With Easter being in March this year, we get an early start in the garden. Statistics show that most people actually ease back into the garden during the Easter break and it’s no coincidence that the accident and emergency department at Neville Hall is busier at this time too. Remember prevention is better than cure and treat machinery, plants and tools with respect. Always use a circuit breaker with electric machinery and if you haven’t got one – ask for one as an Easter present, it’ll be far better for you than another chocolate egg.
If you only do one thing in the garden this month – plant some early potatoes – you’ll be so glad that you did when you are harvesting them early in June. They’ll be quite happy in pots on the patio, so there’s no excuse and many garden centres are now stocking ‘kits’ and even special potato grow bags too. Choose an ‘early’ variety of potato (like Rocket, Swift or Maris Bard) and leave to chit (or sprout) on a windowsill before planting out at the middle of the month. ‘Chitting’ just gives them a head start really, commercial growers don’t bother. In 100-110 days they will be ready to be eaten. Some gardeners don’t rate ‘earlies’ as they don’t store very well but in my own experience, they are so delicious, storing is never even an option!

Saturday, 1 March 2008

St David's Day

Gardening is Good for You
Horticultural Therapy is a practice that explores how gardening heals emotionally and physically. There is an old saying “you can bury a lot of troubles digging in the dirt”.
Research shows that gardening provides a form of emotional expression and release and helps people to connect with others. The psychological advantages of working in the fresh air and sunshine are also beneficial.
One study concluded “Those who are involved with gardening find life more satisfying and feel they have more positive things happening in their lives”. That’s a healthy attitude.

Did You Know?
Gardening is the second most popular form of exercise in Canada; second only to walking.

Happiest Day?
Wales-based psychologist Cliff Arnall hit the headlines with his formula for finding the Happiest Day of the Year. The factors used to calculate the date (24th June this year) included being outdoors, social interaction, flowering gardens, temperature, elements of nature and childhood memories. Cliff Arnall commented, “Happiness is associated with many things in life ... whether it’s a sunny day, a flowering garden or a childhood memory.

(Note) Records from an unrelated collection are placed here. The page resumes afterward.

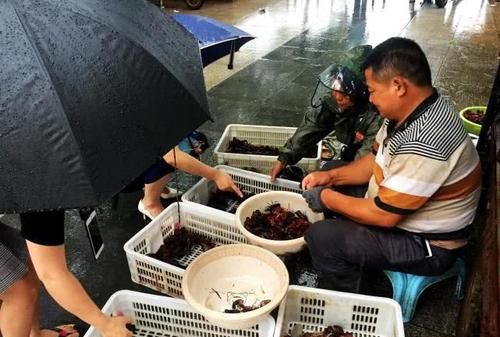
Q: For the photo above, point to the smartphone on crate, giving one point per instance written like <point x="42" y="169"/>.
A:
<point x="93" y="232"/>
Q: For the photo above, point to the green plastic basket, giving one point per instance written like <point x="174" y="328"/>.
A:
<point x="471" y="127"/>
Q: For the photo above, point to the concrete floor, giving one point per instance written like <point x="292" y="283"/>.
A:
<point x="271" y="84"/>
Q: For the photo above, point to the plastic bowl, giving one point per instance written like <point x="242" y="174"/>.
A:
<point x="289" y="200"/>
<point x="471" y="127"/>
<point x="217" y="277"/>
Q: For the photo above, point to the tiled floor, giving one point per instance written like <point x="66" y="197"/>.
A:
<point x="271" y="84"/>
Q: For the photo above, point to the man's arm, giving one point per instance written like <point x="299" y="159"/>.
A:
<point x="361" y="210"/>
<point x="374" y="121"/>
<point x="357" y="172"/>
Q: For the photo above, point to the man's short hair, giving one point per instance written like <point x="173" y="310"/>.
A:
<point x="398" y="56"/>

I wanted my formula to prove the key to happiness really can be that simple.”
Personally, having the cheerful disposition of a passionate gardener, outdoors most of the time and fuelled by fresh air, I say “treat every day as though it’s your happiest – and one day you’ll be right!”

St David’s Day Daffodil
I remember Dad saying that as a child he was lucky if he could pick a daffodil out of his garden to take to school on St David’s Day – now, as the seasons change, you could probably pick one on Boxing Day!